I found her website and opened the messages she had posted at full volume.  I spent hours letting Pastor Anne’s voice ring throughout my home to stir that place deep within me once again.  I found a donation button and with a click deposited a hundred dollars into her ministry. Thanking God that it was much less painful than that five dollar bill had been years before. 

Then in the fall of 2008, it appeared that circumstances beyond my control would force me to set it all aside realizing that unless God builds the house those that labor, labor in vain.  It really was okay.   I was exhausted and willing to hand off my load to Who should have been carrying it all along. 

A few months into 2009 on a Sunday afternoon my daughter called me from a place where she and her husband were ministering for the day.  “Mom, what do you think about you guys driving down for the evening service?”  It was an hour and a half away and we’d need to leave by 5:00.  I was still in my Sunday morning clothes so after confirming with David I called her back and told her we would come.  She said, “Bring your soundtrack to “I Plead The Blood”, I have a feeling they’re going to want you to sing it.”  

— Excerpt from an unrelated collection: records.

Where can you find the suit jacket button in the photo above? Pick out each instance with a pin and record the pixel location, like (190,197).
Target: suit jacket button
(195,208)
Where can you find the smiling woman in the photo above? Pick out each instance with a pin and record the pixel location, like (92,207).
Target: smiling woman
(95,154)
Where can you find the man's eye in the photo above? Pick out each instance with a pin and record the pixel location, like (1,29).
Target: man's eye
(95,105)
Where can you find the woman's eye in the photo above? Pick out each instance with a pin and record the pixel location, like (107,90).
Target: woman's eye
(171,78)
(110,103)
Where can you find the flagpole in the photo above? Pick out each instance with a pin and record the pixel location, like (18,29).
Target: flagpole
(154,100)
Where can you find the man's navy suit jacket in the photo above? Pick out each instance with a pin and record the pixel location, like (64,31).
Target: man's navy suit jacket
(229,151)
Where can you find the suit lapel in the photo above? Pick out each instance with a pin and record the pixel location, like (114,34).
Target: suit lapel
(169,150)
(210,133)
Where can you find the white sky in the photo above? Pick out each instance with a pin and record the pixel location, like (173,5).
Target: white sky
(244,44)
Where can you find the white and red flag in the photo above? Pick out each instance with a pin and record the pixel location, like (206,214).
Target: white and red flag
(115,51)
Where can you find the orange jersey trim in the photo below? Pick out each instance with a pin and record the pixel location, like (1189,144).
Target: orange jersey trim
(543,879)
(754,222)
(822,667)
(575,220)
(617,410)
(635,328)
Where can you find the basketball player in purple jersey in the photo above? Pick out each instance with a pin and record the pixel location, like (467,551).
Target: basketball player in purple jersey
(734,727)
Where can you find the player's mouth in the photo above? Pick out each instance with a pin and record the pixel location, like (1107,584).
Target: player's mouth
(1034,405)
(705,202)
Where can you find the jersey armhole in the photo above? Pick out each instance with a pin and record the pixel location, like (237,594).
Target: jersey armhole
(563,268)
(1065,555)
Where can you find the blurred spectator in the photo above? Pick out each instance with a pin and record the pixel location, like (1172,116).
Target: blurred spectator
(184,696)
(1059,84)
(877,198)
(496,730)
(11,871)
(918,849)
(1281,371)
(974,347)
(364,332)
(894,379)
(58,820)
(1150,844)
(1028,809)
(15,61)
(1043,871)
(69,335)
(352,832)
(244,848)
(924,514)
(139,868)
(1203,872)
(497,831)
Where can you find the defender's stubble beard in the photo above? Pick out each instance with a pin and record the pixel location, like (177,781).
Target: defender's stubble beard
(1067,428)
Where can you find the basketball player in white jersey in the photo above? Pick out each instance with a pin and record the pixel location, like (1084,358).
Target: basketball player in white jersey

I felt an anointing in the building the minute I opened the door.  The service had started and we made our way down front to sit with the kids.  It wasn’t long until the Pastor came to the pulpit and acknowledged we had arrived.  He began my introduction by saying, “You know the song our choir sings, “I Plead The Blood”?  Lona wrote that song."   Then it was my privilege to tell the story of how it came to be and sing to them the song that had been sung by so many others who could do it much more justice than me.  Still, it was requested that I do so and I humbly complied.

My son-in-law, Josh Dennis, preached and we all went out afterward.  The pastor’s wife and I began to visit as she inquired about my music and writing.  I explained to her how songwriting is such a walk of faith.  “When a song gets recorded, it no longer belongs to me, it becomes known for the artist that recorded it” I said.  “Then I’m not there to see the impact that it might have had on others.  I may hear reports and certainly feel they are doing their job, but I can’t see it.  I just know and have to believe my life is making a difference in some way.”  At that point she became teary-eyed and said, “Let me tell you what “I Plead The Blood” has meant to us.” 

She began to tell the story of someone who had fallen into sin.  He had embraced a careless lifestyle that would lead to an illness, one from which he may never recover.  After he had re-dedicated his life to the Lord he heard my song.  She said their church choir learned it for him.  He went to his grave singing, “I knew I was guilty as I stood before the judge.  He questioned me, how do you plea?  I replied, “I plead the blood." 

It was at that moment, twenty-four years later, that I reaped my harvest on a faith-written letter and a crumbled five dollar bill which ended up being the best investment I ever made. What a privilege to hear others around me join in my song. . .the one I was empowered to sing again.